Dfam-consortium / RepeatModeler

De-Novo Repeat Discovery Tool
Other
182 stars 23 forks source link

GPU support for RMBlast in order to speed-up RepeatModeler #151

Open fgajardoe opened 2 years ago

fgajardoe commented 2 years ago

Hi, Thank you very much for developing this software.

I was wondering if it is possible to add GPU support to RMblast in order to speed up RepeatModeler runs.

I think it would be an useful alternative for the community, considering that RepeatModeler strongly relies on disk writing/reading speed and that most high-performance computing infrastructures have network-based storage implementations. Having GPU support would allow users to run RepeatModeler on their own desktop computers with significantly higher disk write/read speed, since it is not uncommon for desktop computer to have SSD storage. For instance, on a cluster i have access to, RepeatModeler reports an storage throughput of 387.75 MB/s, meanwhile on my desktop PC with an NVMe SSD the reported storage throughput is 1627.98 MB/s.
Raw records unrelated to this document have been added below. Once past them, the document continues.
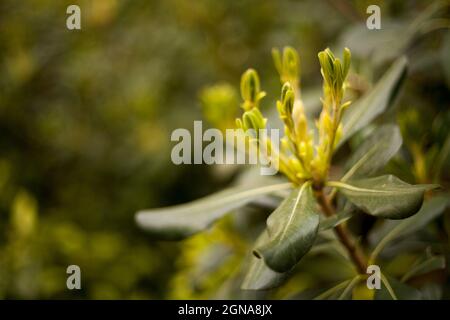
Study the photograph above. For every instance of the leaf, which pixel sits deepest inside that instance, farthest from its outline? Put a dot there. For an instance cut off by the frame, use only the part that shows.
(259, 276)
(181, 221)
(333, 221)
(385, 196)
(333, 291)
(376, 101)
(429, 211)
(392, 289)
(292, 229)
(374, 153)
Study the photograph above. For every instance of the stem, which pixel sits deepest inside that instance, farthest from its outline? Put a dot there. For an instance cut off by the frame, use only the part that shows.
(354, 251)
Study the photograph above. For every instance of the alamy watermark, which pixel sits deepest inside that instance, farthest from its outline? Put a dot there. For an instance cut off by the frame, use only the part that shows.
(236, 146)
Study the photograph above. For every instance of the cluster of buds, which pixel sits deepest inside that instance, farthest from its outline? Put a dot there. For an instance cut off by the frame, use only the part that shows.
(299, 158)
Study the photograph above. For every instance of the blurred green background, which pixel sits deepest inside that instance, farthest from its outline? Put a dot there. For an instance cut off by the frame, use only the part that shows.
(86, 118)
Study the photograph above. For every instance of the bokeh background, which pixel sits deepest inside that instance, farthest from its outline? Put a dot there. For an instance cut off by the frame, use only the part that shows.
(86, 118)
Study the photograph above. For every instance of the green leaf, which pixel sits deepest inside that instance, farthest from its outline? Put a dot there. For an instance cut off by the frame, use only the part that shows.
(392, 289)
(395, 229)
(333, 221)
(258, 275)
(376, 101)
(292, 229)
(385, 196)
(374, 153)
(181, 221)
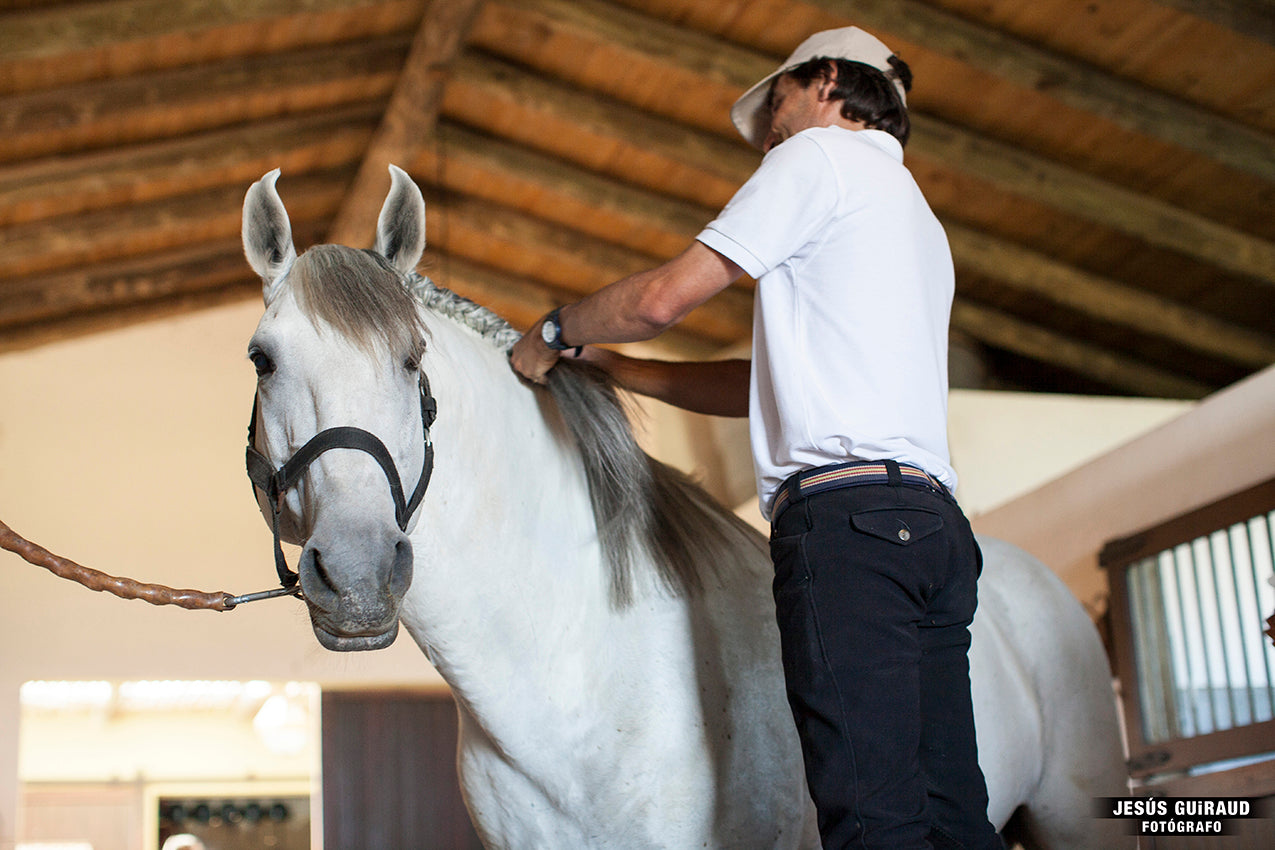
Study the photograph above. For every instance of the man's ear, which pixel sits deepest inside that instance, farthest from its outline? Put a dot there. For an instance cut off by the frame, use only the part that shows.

I did some research on this and found that there are actually a couple of BLAST implementations that take advantage of GPU processors, resulting in shorter run-times (they say it is even 4 times faster). See here for blastn; and here for blastp.

Do you think it would be possible to make a patch based on such BLAST implementations?

Felipe

edit: kindness

jebrosen commented 2 years ago

Do you think it would be possible to make a patch based on such BLAST implementations?

In principle yes; unfortunately I expect this to be a very significant undertaking. Currently RepeatModeler uses RMBlast, a modification to the original BLAST+ suite. Importantly, RMBlast added support for custom score matrices, which RepeatModeler uses because repetitive DNA and TEs are often under different evolutionary constraints and substitution rates than the sequences that BLAST is routinely used with.

G-BLASTN is also a modification of BLAST+, but it is based on an older version of blastn. After skimming the G-BLASTN paper and some of the code, it looks like it will already take a large amount of work simply to evaluate whether or not G-BLASTN is compatible, or could be made compatible, with more recent versions of BLAST+ and/or the changes that were made for RMBlast, and whether or not we have the resources to make any necessary modifications.

Perhaps more importantly, I am not too confident that we would be able to develop, test, and maintain such a variant in the long term. G-BLASTN is based on the NVIDIA-specific CUDA platform (which brings along compatibility, testing, and hardware issues), and NCBI has made and continues to make other improvements to the original BLAST+ which might or might not be translatable to G-BLASTN.

I will raise this question with our team and our collaborators to find out if GPU compute is something we can/should prioritize, whether through G-BLASTN or another sequence search implementation. Thank you for bringing this up!